Monday, October 19, 2009

This weekend at a small gathering I was criticized by a stranger for recognizing a song as being performed by Cake. An acme of maturity, I then criticized them for being an impolite guest. Sorry, hosts; not my place. Enough of that.

During the summers of my college years I worked in my father’s Minneapolis stone yard. He employed me both as a common laborer and as an inventory consultant of types. Beneath this latter hat I would estimate the volume of stone piles and from there determine the approximate number of rocks present. One afternoon my father was selling off a large piece of carved stone to one of his clients. The gentleman began to question me about my doings. In particular, he was interested in my goals. “Young people today don’t seem to have a lot of goals,” he intoned. True to his prediction, that 20 year-old also didn’t have goals, so I made some shit up to satisfy him so I could get back to mathing. I didn’t have the articulacy or balls to say it at the time, but I think of goals as one of many human attempts to slap delineations on reality, to feel a sense of power over an existence that at any moment can be upended by trivialities. But in a bow to my former inquisitor, here’s a list of some of my short-term goals (3 months).

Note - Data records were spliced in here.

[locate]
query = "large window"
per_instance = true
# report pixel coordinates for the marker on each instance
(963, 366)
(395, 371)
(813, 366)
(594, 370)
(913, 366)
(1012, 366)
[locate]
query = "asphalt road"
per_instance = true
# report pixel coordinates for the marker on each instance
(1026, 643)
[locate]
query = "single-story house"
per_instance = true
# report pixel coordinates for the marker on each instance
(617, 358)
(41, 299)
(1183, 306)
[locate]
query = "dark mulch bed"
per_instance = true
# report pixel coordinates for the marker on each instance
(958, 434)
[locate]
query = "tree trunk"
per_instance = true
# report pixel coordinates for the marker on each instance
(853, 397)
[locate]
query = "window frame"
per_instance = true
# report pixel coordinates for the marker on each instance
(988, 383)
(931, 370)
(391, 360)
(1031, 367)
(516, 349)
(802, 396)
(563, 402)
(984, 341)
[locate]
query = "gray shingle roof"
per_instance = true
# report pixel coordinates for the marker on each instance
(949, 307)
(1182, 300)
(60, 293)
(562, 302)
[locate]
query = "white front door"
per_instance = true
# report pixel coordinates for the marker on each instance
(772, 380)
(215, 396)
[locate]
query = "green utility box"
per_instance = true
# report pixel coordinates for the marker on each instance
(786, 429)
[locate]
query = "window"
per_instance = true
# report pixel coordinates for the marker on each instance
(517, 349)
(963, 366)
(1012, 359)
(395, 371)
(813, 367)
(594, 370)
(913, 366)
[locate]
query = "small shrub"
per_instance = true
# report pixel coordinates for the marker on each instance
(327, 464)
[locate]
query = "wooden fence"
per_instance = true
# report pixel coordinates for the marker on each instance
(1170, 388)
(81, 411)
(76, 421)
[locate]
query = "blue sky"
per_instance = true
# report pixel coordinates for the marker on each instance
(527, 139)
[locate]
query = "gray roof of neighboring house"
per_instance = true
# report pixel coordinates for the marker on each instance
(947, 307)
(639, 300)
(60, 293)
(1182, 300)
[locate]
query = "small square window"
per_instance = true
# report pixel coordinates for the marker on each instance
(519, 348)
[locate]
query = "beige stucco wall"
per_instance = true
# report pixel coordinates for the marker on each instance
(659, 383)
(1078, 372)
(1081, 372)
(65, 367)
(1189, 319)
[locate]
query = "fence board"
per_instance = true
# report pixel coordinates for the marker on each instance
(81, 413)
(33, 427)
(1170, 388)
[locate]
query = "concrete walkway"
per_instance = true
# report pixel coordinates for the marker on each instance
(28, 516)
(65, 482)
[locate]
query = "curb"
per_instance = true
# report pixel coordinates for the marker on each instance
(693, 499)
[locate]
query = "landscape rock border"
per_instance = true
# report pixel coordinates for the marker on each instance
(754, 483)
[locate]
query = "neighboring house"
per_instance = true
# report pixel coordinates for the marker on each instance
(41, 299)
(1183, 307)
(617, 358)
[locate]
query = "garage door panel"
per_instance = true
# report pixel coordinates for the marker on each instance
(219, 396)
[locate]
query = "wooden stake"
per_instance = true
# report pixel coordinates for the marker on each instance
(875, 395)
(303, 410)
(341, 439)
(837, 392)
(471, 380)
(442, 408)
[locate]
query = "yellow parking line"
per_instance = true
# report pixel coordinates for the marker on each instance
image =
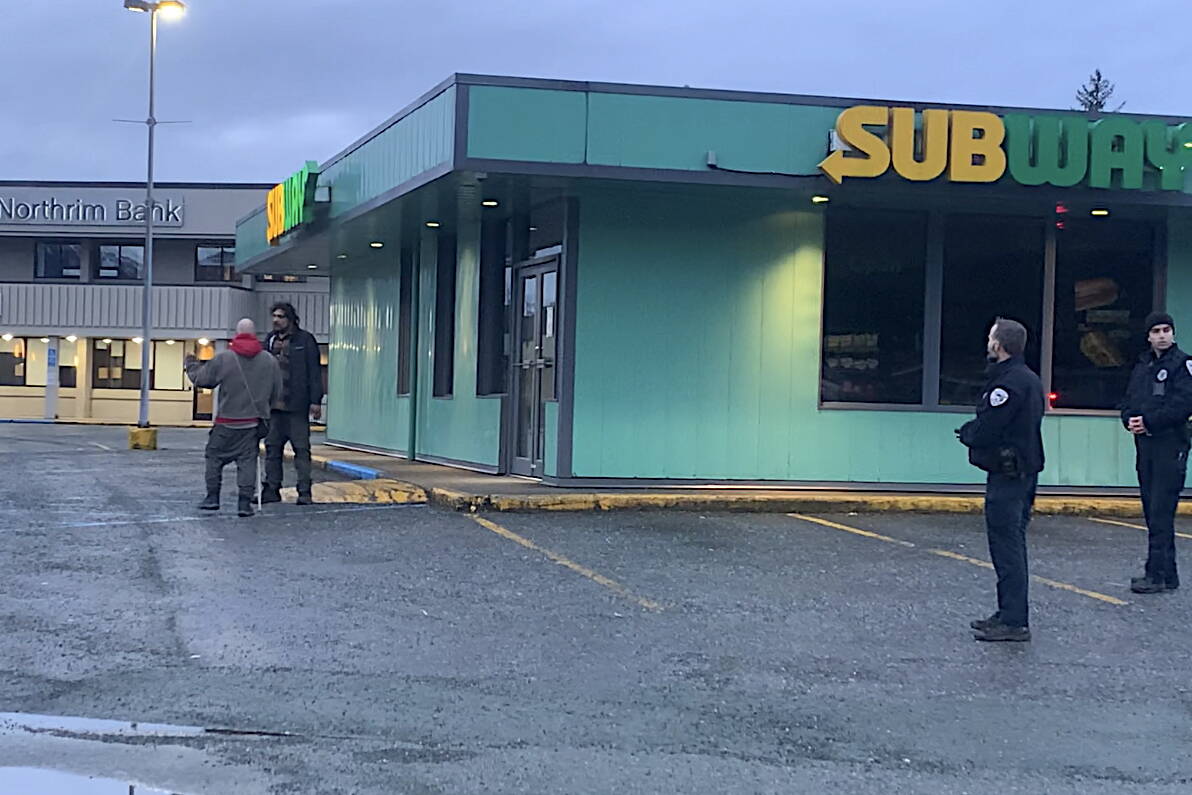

Gain back ten pounds. Make that eight. To be (appear) healthier.

Make substantial progress in my research/have a committee meeting/submit an NRSA.

Complete two art projects. One a stylized rendition of a medial MRI of my brain, neck, and accompanying tissues, the other a series of photographs showing every 3 hours of murine development from embryonic day 8.0 to 11.5. These undertakings are part of a larger effort to make my apartment indicative of my tastes and personality.

Buy a desk.


1 comment:

snuggly flavonoid said...

i thought you make goals to distract from reality/present, not to define it.